Nine years and a few clinical trials later, Merck has shown that the drug, islatravir, can keep patients’ viruses suppressed with just one pill. Now Butterton, who now runs Merck’s late-stage infectious disease trials, will try to chart a blockbuster future for the drug, as the NJ pharma teams with a longtime rival to make it the base of a franchise that remakes HIV treatment.
In a rare collaboration between two of the biggest HIV drug developers, Merck and Gilead announced Monday that they will collaborate to turn one of the most promising molecules from each of their pipelines into a two-drug combo that can provide patients options outside of the daily pills that have dominated the field for years.
“Really, we’re seeing this drug as something that is foundational,” Butterton told Endpoints News.
With the deal, Merck and Gilead will combine two molecules with different mechanisms that have already shown efficacy in the clinic. Merck’s islatravir is a new kind of reverse transcriptase inhibitor, singlehandedly mucking up two different processes the virus relies on to replicate. Gilead’s lenacapavir, which they recently showed could effectively reduce viral levels in patients with drug-resistant HIV, inhibits the HIV’s shell, commonly called its capsid.
The idea is that the combo could become a potent once-a-week pill and, in another formulation, an injectable that patients can take as infrequently as once every six months. Either of those accomplishments would instantly make the drug a leading contender in one of the competitive fields in HIV: the hunt for a long-acting drug.
It’s an important branch of medicine, potentially helping patients who struggle with or face stigma taking a daily pill. And it’s currently led by GlaxoSmithKline’s spinout ViiV, which won approval this year for a first-of-its-kind once-a-month shot for HIV patients.
Merck and Gilead are already gaming out the potential for a blockbuster laying out terms for how profit sharing will change if annual sales exceed $2 billion or $3.5 billion, depending on whether it’s the oral or injectable form.
Diana Brainard
In an interview, Gilead HIV chief Diana Brainard called the collaboration “historic,” touting the potential for the cocktail to give new options for patients with HIV.
“They’re both highly potent,” Brainard said of the two molecules. “The more potent the drug is, the lower the dose is and when you’re looking at long-acting, that’s important because you have to give a whole weeks of a dose, or whole three months worse of a dose in one oral pill or one injection.”
Analysts praised the deal for both teams. Piper Sandler’s Tyler Van Buren said it was a “direct acknowledgment” from Gilead that after years of a one-sided race between the two drugmakers, Merck finally has a molecule that can compete. Jefferies’ Michael Yee said it was an “incremental positive” for Gilead that would allow them to take a larger share of the market in the long term.
The two companies will now combine the new drugs in multiple trials, testing both pills and injectable forms. The first study will test an oral combo and begin in the second half of this year. Because Gilead and Merck have yet to devise a formula that combines the molecules into a single pill, the first volunteers will simply take one of each.

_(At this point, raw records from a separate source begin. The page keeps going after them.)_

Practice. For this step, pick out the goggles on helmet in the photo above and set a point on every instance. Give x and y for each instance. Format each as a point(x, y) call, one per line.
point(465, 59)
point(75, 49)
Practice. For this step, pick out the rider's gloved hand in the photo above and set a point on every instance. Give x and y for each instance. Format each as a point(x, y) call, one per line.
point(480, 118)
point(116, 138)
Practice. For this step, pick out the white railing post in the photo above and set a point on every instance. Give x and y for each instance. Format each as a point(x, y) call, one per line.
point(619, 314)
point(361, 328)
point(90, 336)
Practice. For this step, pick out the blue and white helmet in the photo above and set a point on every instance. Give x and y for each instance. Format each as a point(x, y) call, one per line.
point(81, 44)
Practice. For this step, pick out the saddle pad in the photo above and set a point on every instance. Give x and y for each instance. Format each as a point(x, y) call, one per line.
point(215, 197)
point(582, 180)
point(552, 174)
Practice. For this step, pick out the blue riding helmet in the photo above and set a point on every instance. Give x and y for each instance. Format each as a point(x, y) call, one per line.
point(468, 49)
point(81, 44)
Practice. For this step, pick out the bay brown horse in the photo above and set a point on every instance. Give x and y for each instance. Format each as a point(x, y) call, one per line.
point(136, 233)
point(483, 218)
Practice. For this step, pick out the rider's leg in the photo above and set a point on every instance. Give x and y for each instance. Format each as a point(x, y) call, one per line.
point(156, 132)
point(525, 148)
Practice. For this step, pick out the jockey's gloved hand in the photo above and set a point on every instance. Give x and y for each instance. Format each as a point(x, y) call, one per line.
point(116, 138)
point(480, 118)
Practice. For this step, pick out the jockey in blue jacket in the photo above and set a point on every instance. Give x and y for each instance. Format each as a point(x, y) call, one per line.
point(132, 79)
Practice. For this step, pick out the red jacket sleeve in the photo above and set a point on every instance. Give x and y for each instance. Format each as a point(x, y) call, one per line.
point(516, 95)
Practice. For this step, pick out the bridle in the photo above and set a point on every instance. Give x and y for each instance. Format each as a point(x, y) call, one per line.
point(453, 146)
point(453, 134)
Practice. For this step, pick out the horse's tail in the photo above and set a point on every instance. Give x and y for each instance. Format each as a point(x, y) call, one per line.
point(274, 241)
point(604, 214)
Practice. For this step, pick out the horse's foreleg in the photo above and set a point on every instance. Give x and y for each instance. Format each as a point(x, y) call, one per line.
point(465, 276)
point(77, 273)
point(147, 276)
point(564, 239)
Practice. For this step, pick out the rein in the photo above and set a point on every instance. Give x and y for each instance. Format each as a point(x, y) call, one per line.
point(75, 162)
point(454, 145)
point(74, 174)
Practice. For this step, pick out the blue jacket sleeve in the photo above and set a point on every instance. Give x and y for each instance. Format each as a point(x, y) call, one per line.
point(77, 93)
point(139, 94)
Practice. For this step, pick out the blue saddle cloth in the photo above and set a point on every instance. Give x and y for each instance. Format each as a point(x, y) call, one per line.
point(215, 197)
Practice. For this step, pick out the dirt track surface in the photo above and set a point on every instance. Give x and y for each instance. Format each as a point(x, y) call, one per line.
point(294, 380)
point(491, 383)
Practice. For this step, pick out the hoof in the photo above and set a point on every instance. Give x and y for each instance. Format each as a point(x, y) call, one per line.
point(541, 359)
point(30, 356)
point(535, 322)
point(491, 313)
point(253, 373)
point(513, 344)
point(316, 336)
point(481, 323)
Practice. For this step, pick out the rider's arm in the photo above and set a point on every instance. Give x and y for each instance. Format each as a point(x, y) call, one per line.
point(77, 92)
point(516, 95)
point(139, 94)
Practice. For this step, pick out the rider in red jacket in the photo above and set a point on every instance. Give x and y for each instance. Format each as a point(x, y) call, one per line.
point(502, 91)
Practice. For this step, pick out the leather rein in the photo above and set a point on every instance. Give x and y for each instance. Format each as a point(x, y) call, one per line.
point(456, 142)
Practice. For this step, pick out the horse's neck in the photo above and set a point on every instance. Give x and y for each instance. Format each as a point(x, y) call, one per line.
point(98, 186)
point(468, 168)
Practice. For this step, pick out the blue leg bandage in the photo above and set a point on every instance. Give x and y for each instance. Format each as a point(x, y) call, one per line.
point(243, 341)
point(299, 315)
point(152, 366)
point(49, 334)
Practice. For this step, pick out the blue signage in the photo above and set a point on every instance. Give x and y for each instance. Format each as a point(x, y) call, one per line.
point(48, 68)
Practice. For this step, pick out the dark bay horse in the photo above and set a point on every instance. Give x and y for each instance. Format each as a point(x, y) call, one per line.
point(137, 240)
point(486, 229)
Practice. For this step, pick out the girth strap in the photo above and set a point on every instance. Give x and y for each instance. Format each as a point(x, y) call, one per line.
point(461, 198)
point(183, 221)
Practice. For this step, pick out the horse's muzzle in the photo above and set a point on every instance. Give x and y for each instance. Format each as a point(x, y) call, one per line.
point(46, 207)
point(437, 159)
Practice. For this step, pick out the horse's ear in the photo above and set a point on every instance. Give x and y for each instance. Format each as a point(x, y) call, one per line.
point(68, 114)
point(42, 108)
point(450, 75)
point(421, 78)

The companies also have work to do on creating a single injectable formulation, Brainard said, a complicated task that could determine how long the shot will last. They hope to have one formulation complete next year.

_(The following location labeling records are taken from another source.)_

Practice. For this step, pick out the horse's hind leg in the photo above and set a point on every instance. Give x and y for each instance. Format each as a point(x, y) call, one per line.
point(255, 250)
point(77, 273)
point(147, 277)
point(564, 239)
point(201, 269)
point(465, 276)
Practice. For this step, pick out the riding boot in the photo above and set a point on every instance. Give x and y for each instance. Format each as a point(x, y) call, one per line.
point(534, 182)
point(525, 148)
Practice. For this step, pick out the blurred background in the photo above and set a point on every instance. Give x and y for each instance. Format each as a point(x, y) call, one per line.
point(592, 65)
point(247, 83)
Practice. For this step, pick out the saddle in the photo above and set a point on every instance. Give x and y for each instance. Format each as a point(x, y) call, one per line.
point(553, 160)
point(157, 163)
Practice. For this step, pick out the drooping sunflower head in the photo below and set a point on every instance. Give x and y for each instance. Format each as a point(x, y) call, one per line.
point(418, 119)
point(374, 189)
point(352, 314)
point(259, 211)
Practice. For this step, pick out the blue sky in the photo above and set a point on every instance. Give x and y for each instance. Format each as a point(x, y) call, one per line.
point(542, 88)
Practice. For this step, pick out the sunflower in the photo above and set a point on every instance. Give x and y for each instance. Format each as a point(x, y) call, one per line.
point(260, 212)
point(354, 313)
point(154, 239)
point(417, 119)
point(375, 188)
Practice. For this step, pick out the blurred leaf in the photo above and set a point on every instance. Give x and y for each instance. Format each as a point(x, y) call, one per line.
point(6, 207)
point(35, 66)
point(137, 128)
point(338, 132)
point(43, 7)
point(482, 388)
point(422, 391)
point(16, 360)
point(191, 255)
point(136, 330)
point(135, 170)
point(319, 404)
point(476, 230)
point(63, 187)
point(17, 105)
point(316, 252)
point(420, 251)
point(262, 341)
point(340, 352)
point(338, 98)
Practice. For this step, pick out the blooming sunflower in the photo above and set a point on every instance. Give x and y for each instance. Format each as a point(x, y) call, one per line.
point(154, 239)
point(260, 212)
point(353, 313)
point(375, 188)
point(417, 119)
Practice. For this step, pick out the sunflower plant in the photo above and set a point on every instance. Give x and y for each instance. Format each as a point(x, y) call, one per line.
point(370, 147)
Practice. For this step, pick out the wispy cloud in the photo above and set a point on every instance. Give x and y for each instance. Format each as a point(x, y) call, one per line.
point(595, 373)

Gilead and Merck will split costs 60/40. They will share profits 50/50 unless sales exceed $2 billion per year for the oral formula or $3.5 billion for the injectable formula. At that point, Gilead would begin taking 65% of sales. Both companies have another type of molecule, an integrase inhibitor, in trials. In the deal, Merck gave Gilead an option to license their integrase inhibitor and vice versa.

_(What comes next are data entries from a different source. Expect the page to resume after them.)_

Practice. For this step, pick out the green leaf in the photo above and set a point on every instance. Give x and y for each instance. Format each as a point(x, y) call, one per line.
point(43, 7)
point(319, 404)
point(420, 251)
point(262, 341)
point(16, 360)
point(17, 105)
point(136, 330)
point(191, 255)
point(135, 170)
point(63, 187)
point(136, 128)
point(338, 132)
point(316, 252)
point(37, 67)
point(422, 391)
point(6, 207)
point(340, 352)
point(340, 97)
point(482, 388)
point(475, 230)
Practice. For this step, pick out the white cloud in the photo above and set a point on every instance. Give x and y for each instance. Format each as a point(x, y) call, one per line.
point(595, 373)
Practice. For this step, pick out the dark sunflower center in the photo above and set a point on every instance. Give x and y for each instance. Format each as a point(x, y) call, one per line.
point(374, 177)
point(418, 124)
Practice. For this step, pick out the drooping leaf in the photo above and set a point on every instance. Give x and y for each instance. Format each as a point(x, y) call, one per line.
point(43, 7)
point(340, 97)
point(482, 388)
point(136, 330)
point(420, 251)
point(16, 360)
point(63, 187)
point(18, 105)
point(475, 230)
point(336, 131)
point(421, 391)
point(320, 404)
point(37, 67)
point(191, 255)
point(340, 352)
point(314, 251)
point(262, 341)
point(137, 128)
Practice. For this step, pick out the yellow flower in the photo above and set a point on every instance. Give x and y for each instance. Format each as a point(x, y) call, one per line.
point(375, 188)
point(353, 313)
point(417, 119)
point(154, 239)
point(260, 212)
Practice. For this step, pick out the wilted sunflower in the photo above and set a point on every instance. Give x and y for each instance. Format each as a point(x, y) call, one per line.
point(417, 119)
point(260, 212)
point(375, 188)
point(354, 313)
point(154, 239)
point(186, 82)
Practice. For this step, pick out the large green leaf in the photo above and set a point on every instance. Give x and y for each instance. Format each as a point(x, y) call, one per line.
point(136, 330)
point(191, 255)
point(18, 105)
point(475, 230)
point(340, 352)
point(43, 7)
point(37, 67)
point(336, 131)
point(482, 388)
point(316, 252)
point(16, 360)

The long-acting treatment program represents just one of several applications each developer has for their molecules, alongside use in drug-resistant patients and as pre-exposure prophylaxis to prevent infection. Merck thinks an implant of islatravir alone could protect patients from an HIV for a year — an application that’s still in early development but which would provide the closest thing the field has to a vaccine.
“At Merck, we are resolute in our commitment to advancing the care of people living with HIV as part of our mission to save and improve lives,” Merck CEO Ken Frazier said in a statement. “This collaboration with Gilead brings together two companies dedicated to the fight against HIV to develop potential new long-acting treatment options, and is an important step forward in our strategy to harness the full potential of islatravir for the treatment of HIV.”